Die App zeigt außerdem die nächstgelegene dienstbereite Apotheke. Zusätzlich gibt es eine Medikationsliste, einen Wechselwirkungscheck und Beipackzettel zu mehr als 77.000 Arzneimitteln. Der Scanner erkennt Arzneimittel und kann detaillierte Informationen über jedes Medikament abrufen. Inklusive sind zudem Gesundheits-News, ein Heilpflanzen- und Laborwerte-Lexikon. Allein im „Playstore“ wurde die App mehr als 500.000 mal heruntergeladen.
Auch Bestelldienste tummeln sich im App-Markt: Bei Ordermed lässt sich per Handy das Rezept beim Arzt und das Medikament in der Apotheke vorbestellen. Mehr als 1000 mal wurde die Anwendung bei Google heruntergeladen. Für Apotheken kostet die Mitgliedschaft bei Ordermed 53 Euro pro Monat. Außerdem werden 35 bis 50 Cent für jede Arzneimittel-Bestellung fällig, die ein Kunde online auslöst.
Pillentaxi hat noch keine mobile Anwendung, das muss aber nicht so bleiben: „Wir programmieren gerade eine neue Seite für Endkunden. Da ist eine App-Entwicklung zur reinen Information und zum Finden der nächstgelegenen Pillentaxi-Apotheke durchaus Gesprächsgegenstand“, so ein Sprecher.
Viele Versandapotheken halten sich dagegen noch zurück: Die Deutsche Internetapotheke etwa beobachtet den Markt noch: „Momentan ist es aus unserer Erfahrung so, dass Arzneimittel in der Regel über stationäre Rechner beziehungsweise Tablets bestellt werden“, sagt ein Sprecher. Auch die Versandapotheken easy-apotheke und Apo-Rot setzen noch nicht auf mobile Anwendungen.
Sanicare kommt ebenfalls ohne App aus, die Nachfrage sei gering, sagt eine Sprecherin. Jedoch sieht die Versandapotheke die mobilen Anwendungen langfristig als eine Möglichkeit für Entwicklungspotenziale. DocMorris arbeitet derzeit an einer App, die in diesem Jahr auf den Markt kommen soll. Die „Mobile Pharmacy“ soll unter anderem ein persönliches Kundenkonto, ein Medikationsmaganement und Kontakt zum Apotheker bieten. Der Pharmazeut soll über Chat oder Video befragt werden können.
Einige Versandapotheken bieten Apps schon jetzt an, die werden aber vergleichsweise wenig genutzt. Die beliebtesten darunter sind mit bislang jeweils mehr als 10.000 Downloads die Apps von Mycare, Medpex und Apodiscounter. Schon seit 2011 hat Mycare seinen mobilen Service auf dem Markt. Aus einem Sortiment von 50.000 OTC-Artikeln können Nutzer bestellen und Informationen zu Beipackzetteln einsehen. Die Scan-Funktion der App stieß bei Nutzern auf Kritik.

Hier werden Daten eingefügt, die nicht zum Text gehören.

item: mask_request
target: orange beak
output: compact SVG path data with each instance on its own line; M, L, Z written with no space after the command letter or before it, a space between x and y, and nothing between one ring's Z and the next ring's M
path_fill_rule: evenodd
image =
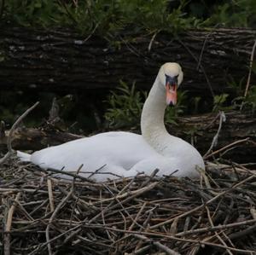
M170 84L167 82L166 90L166 104L175 106L177 104L177 84Z

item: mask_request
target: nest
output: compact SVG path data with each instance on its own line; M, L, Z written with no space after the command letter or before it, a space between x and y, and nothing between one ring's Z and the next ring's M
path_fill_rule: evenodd
M256 173L210 164L201 178L61 180L1 166L2 254L256 254Z

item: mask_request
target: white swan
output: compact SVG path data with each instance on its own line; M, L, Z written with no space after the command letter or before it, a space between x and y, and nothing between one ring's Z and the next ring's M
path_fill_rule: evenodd
M185 141L171 136L164 125L166 105L176 104L177 88L183 81L181 67L164 64L144 103L141 117L142 136L130 132L107 132L49 147L27 154L18 152L23 161L43 169L76 172L98 182L137 172L194 177L196 166L205 168L199 152Z

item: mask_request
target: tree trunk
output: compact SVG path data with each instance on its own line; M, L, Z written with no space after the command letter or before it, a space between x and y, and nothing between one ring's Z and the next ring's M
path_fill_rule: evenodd
M168 33L130 34L111 41L84 39L71 30L2 27L1 88L63 91L113 88L119 79L149 89L158 68L177 61L184 70L183 89L211 96L232 90L227 82L246 78L256 31L212 29ZM202 68L203 67L203 68ZM253 74L251 83L256 83Z
M178 118L177 126L167 126L169 132L188 142L193 138L195 146L204 154L212 144L213 136L219 126L219 118L216 114L203 114L196 117ZM224 159L235 162L255 162L256 159L256 118L240 112L226 113L226 121L223 123L218 136L217 150L231 142L249 138L248 141L233 146L234 149L224 154ZM12 145L20 150L38 150L43 148L57 145L82 136L70 134L51 125L40 129L20 128L13 137ZM0 139L2 147L6 144L6 136ZM225 151L223 151L222 154ZM216 155L219 156L219 154Z

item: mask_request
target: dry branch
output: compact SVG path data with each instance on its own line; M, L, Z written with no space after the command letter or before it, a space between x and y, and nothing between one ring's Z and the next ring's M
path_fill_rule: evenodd
M0 194L16 202L0 206L0 215L11 215L0 235L9 235L14 255L256 254L256 171L209 165L201 181L152 175L94 183L46 177L9 159Z
M183 87L211 97L212 87L213 92L230 91L224 87L227 81L239 83L247 74L255 35L249 29L212 28L188 31L178 39L157 32L124 34L108 42L68 29L2 27L0 84L9 90L70 91L109 89L124 79L149 89L160 65L177 61L184 69Z

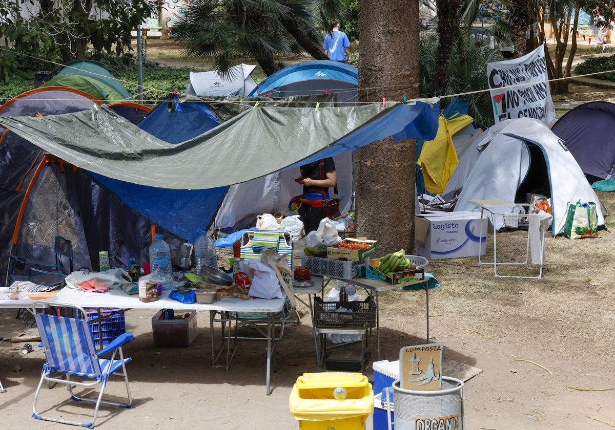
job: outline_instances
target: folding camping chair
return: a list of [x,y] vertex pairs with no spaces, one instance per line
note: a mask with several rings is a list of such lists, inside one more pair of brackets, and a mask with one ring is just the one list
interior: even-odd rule
[[[66,276],[73,272],[73,242],[59,235],[56,236],[54,240],[54,254],[55,258],[54,263],[7,254],[9,268],[6,284],[10,285],[11,280],[31,281],[39,285],[62,284]],[[68,269],[65,265],[68,265]]]
[[[292,268],[293,264],[293,239],[290,232],[272,230],[252,230],[244,233],[241,240],[240,256],[242,259],[260,259],[261,252],[264,249],[272,249],[281,256],[286,256],[288,267]],[[292,281],[291,278],[285,280],[287,283]],[[292,284],[291,284],[292,286]],[[294,302],[294,297],[293,302]],[[295,318],[292,319],[293,315]],[[231,312],[229,316],[235,320],[235,338],[250,340],[266,340],[267,337],[264,329],[261,326],[267,324],[267,314],[258,312]],[[286,298],[284,308],[276,315],[276,324],[280,326],[280,334],[276,340],[280,340],[284,335],[284,326],[286,324],[298,324],[300,315],[291,302],[291,299]],[[238,336],[237,332],[239,323],[243,326],[248,326],[255,329],[263,337],[256,335],[252,337]],[[229,322],[229,324],[231,324]],[[224,333],[224,330],[223,330]]]
[[[11,254],[9,257],[6,283],[9,286],[14,282],[28,281],[39,286],[36,292],[50,291],[64,285],[66,275],[73,272],[73,242],[59,235],[54,240],[54,263],[38,261]],[[65,265],[68,265],[68,269]],[[32,292],[34,291],[31,291]],[[26,327],[31,326],[26,318],[25,310],[17,311],[23,318]]]
[[[33,304],[33,313],[36,321],[41,343],[45,347],[46,362],[42,366],[41,380],[39,382],[34,399],[32,404],[33,413],[32,416],[39,420],[53,421],[57,423],[71,424],[82,427],[94,427],[94,421],[98,413],[100,404],[130,408],[132,400],[130,397],[130,388],[128,384],[128,373],[125,364],[130,361],[130,358],[125,358],[122,351],[122,345],[133,340],[132,333],[124,333],[112,340],[108,346],[101,351],[96,351],[94,341],[90,330],[90,326],[86,319],[69,318],[59,315],[51,315],[37,311],[36,305]],[[87,318],[85,310],[74,307],[76,310],[81,311],[83,318]],[[110,359],[99,357],[111,353]],[[116,359],[117,356],[119,358]],[[119,372],[119,371],[121,372]],[[51,376],[53,372],[60,372],[66,375],[66,379],[60,379]],[[118,403],[102,400],[105,388],[106,387],[109,377],[114,373],[124,377],[128,394],[127,403]],[[77,377],[80,380],[71,379]],[[81,380],[84,380],[81,381]],[[87,380],[92,380],[88,381]],[[94,416],[88,423],[79,423],[59,418],[43,416],[36,412],[36,401],[41,392],[43,382],[65,384],[71,394],[71,399],[95,403]],[[100,385],[100,393],[96,399],[77,397],[73,393],[73,386],[85,388]]]

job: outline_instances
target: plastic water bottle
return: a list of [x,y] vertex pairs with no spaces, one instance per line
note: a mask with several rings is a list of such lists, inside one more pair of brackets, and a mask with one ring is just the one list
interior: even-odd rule
[[348,392],[346,388],[338,387],[333,390],[333,399],[336,400],[346,400],[348,398]]
[[171,289],[174,285],[171,249],[162,240],[162,235],[156,235],[156,240],[149,245],[149,266],[152,275],[162,284],[162,289]]
[[200,236],[194,242],[194,257],[196,259],[196,273],[200,274],[201,266],[218,267],[218,256],[213,240],[200,229],[197,231]]

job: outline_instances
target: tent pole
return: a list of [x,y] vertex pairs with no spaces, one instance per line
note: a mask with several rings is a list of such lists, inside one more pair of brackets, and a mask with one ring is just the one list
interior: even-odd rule
[[143,104],[143,61],[141,49],[141,25],[137,26],[137,70],[138,73],[139,103]]

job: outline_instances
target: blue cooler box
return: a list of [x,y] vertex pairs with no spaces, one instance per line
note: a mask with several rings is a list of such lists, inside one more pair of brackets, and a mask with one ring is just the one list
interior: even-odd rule
[[[375,361],[371,365],[374,370],[374,395],[380,394],[386,387],[391,387],[389,390],[389,397],[391,402],[393,402],[393,382],[399,379],[399,360],[397,361]],[[384,400],[386,396],[382,395]],[[380,404],[378,402],[378,404]],[[385,416],[385,420],[386,416]]]

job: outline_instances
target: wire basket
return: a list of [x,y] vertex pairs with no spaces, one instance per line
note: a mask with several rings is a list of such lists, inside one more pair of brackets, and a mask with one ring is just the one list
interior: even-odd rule
[[513,229],[519,227],[519,214],[504,214],[504,225]]
[[376,326],[376,310],[371,296],[360,302],[324,302],[317,297],[314,300],[314,326],[320,329],[372,329]]

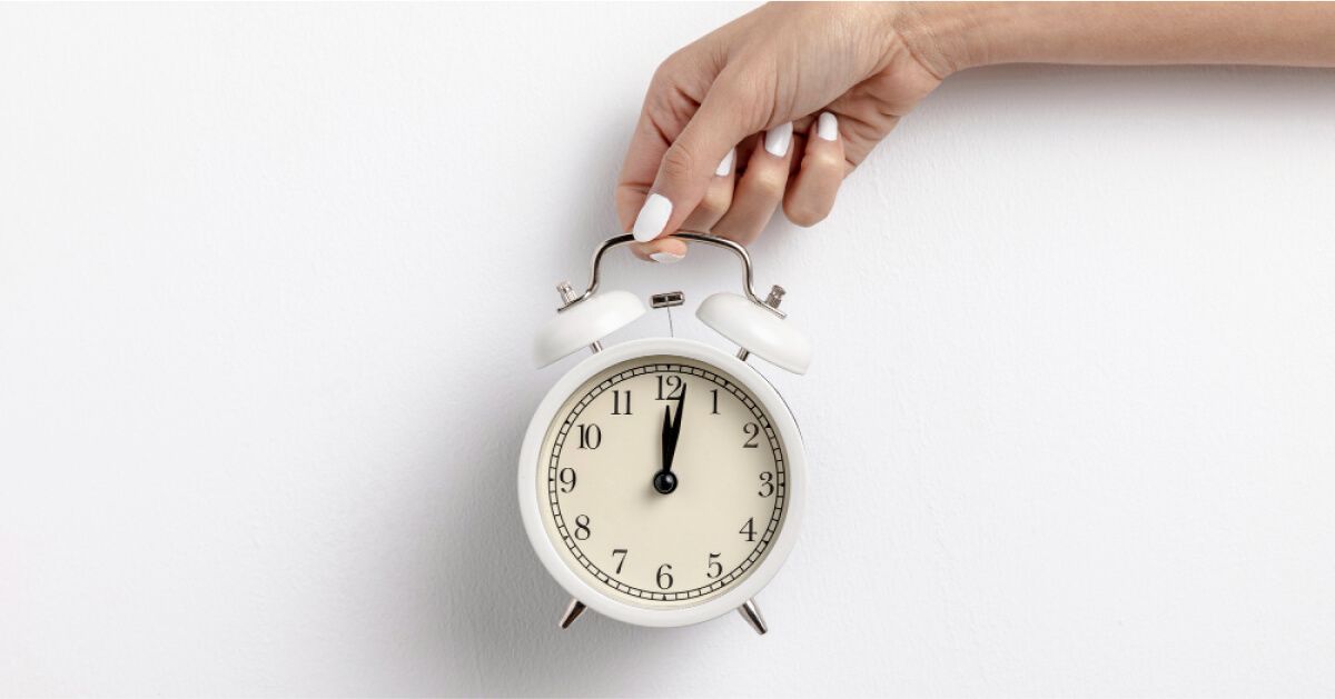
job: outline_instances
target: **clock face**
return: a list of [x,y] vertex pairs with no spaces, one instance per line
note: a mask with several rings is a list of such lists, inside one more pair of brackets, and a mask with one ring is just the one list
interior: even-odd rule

Bei Medpex, mit eigener App seit 2013 auf dem Markt, lassen sich auch Rx-Arzneimittel bestellen. Die App bietet außerdem Anwendungshinweise und Informationen zu Nebenwirkungen. Außerdem gibt es eine Scan- und eine Merkzettelfunktion.

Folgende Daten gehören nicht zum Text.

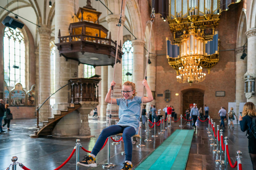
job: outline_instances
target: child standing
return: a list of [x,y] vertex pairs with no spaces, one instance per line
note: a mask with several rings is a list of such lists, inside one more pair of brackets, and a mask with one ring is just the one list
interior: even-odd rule
[[[116,83],[112,81],[110,87],[114,87],[115,84]],[[143,103],[150,102],[153,100],[151,90],[146,79],[143,80],[142,84],[145,87],[148,96],[143,97]],[[111,103],[111,91],[110,87],[105,99],[105,101],[108,103]],[[95,157],[107,138],[111,135],[122,133],[126,160],[124,163],[124,167],[121,170],[132,169],[132,145],[131,137],[138,134],[142,97],[136,96],[137,93],[136,91],[135,84],[129,81],[124,83],[121,92],[122,98],[113,99],[112,100],[112,104],[119,106],[119,121],[116,125],[110,126],[102,131],[91,154],[89,156],[85,156],[83,160],[77,163],[77,165],[86,167],[96,167]]]

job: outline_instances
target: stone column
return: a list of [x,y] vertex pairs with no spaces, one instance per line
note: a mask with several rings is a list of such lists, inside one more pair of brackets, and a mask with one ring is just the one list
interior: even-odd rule
[[142,81],[144,78],[144,45],[145,42],[141,39],[132,40],[133,47],[133,62],[132,81],[135,83],[138,96],[142,96],[143,85]]
[[[151,63],[147,66],[147,83],[151,91],[155,92],[155,75],[156,72],[156,55],[150,54],[149,59]],[[154,94],[153,94],[154,96]],[[153,97],[154,97],[153,96]],[[147,112],[150,111],[149,108],[151,104],[155,105],[155,100],[154,99],[149,103],[147,103],[146,110]]]
[[80,64],[78,65],[78,77],[85,77],[85,65],[83,64]]
[[[256,75],[256,28],[249,30],[246,32],[247,39],[247,71]],[[255,91],[254,90],[254,91]],[[247,99],[247,102],[256,104],[256,96],[254,95]]]
[[[38,29],[39,34],[39,104],[41,105],[50,95],[50,38],[52,30],[46,26]],[[39,111],[40,121],[46,120],[50,117],[49,100],[42,106]]]
[[78,110],[81,114],[82,124],[81,128],[79,129],[79,136],[87,136],[88,138],[91,137],[91,130],[89,127],[88,122],[88,115],[92,110],[96,107],[99,104],[97,102],[82,102],[81,104],[82,106]]
[[244,75],[247,71],[247,57],[243,60],[240,58],[243,54],[243,47],[241,47],[235,49],[236,55],[236,105],[235,112],[237,116],[238,116],[239,103],[246,102],[244,94],[245,82]]
[[[78,1],[78,0],[75,1],[76,12],[79,7]],[[60,30],[61,36],[69,34],[68,27],[69,24],[73,22],[72,16],[74,15],[75,4],[74,0],[56,0],[55,3],[55,42],[58,43],[59,30]],[[74,60],[68,59],[66,61],[64,57],[59,56],[59,51],[57,49],[55,52],[55,89],[57,90],[68,83],[70,79],[77,77],[78,63],[77,61]],[[66,110],[67,107],[69,106],[71,91],[67,86],[60,90],[55,95],[56,103],[53,107],[52,114],[60,114],[60,110]],[[61,129],[62,130],[54,131],[53,133],[56,132],[56,133],[60,133],[60,135],[65,134],[67,136],[78,134],[81,126],[80,118],[81,115],[79,113],[73,111],[67,116],[69,118],[69,121],[74,123],[72,125],[67,123],[61,125],[57,124],[55,128]],[[70,129],[72,129],[72,131],[69,130]]]
[[[108,22],[109,30],[111,32],[111,36],[112,39],[116,41],[117,39],[118,27],[116,25],[119,21],[119,15],[115,14],[111,14],[106,17],[106,20]],[[120,44],[121,40],[122,44],[123,42],[123,23],[125,20],[122,18],[122,26],[120,29],[119,35],[119,39],[118,44]],[[108,68],[108,90],[110,88],[110,83],[113,80],[113,75],[114,72],[114,68],[111,66],[109,66]],[[114,98],[119,98],[121,97],[121,91],[122,89],[122,63],[117,63],[116,64],[116,73],[115,81],[116,86],[114,88],[114,93],[113,97]],[[110,111],[110,104],[108,104],[107,107],[106,115],[107,119],[108,119],[108,115]],[[117,105],[113,105],[112,107],[112,119],[116,120],[118,119],[118,110],[119,107]]]
[[101,66],[101,120],[106,115],[107,103],[105,102],[105,98],[108,92],[108,66]]

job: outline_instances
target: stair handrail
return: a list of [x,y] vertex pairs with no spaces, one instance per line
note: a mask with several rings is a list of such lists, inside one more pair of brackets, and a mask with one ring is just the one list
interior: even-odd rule
[[[60,88],[59,88],[57,90],[57,91],[55,91],[55,92],[54,92],[54,93],[52,93],[52,94],[51,95],[50,95],[50,96],[49,96],[47,99],[45,99],[45,100],[44,100],[44,101],[43,102],[43,103],[42,103],[42,104],[40,106],[40,107],[39,107],[38,106],[36,107],[36,128],[39,128],[39,110],[40,110],[40,109],[41,108],[41,107],[42,106],[43,106],[43,104],[45,103],[45,102],[46,102],[46,101],[47,101],[49,99],[50,99],[50,98],[51,97],[52,97],[52,95],[54,95],[54,94],[56,93],[57,92],[58,92],[58,91],[59,90],[60,90],[62,88],[63,88],[63,87],[65,87],[66,86],[68,85],[68,84],[71,84],[72,83],[73,83],[73,82],[69,82],[69,83],[68,83],[67,84],[65,84],[65,85],[64,85],[63,86],[62,86]],[[41,116],[41,115],[40,115]]]

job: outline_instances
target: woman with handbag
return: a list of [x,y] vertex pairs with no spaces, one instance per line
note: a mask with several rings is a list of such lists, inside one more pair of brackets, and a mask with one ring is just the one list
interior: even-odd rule
[[8,104],[5,104],[5,109],[6,109],[6,111],[4,112],[4,115],[3,117],[4,124],[3,125],[2,127],[3,127],[7,124],[7,131],[11,131],[11,130],[10,129],[10,122],[11,120],[12,119],[12,114],[11,114],[10,109],[8,108],[9,107],[9,105]]

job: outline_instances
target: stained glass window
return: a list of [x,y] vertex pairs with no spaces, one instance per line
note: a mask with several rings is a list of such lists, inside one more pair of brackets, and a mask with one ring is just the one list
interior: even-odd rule
[[51,93],[55,92],[55,47],[51,51]]
[[20,83],[26,88],[26,56],[24,36],[18,28],[6,27],[3,38],[4,80],[7,86]]
[[129,40],[123,45],[122,57],[123,83],[127,81],[132,81],[133,47],[131,41]]
[[90,78],[95,75],[95,68],[93,66],[85,64],[85,78]]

Ebenfalls seit 2011 ist die App Apodiscounter auf dem Markt, die unter anderem mit Lieferung innerhalb von 24 Stunden wirbt. Bei der Bio-Apotheke, die ebenfalls über eine App verkauft, überlegt man derweil, die Website auf das sogenannte „responsive design“ umzustellen. Damit passt sich die Seite entsprechend jeder Bildschirmgröße an. Die mobile Anwendung würde dann wieder eingestellt.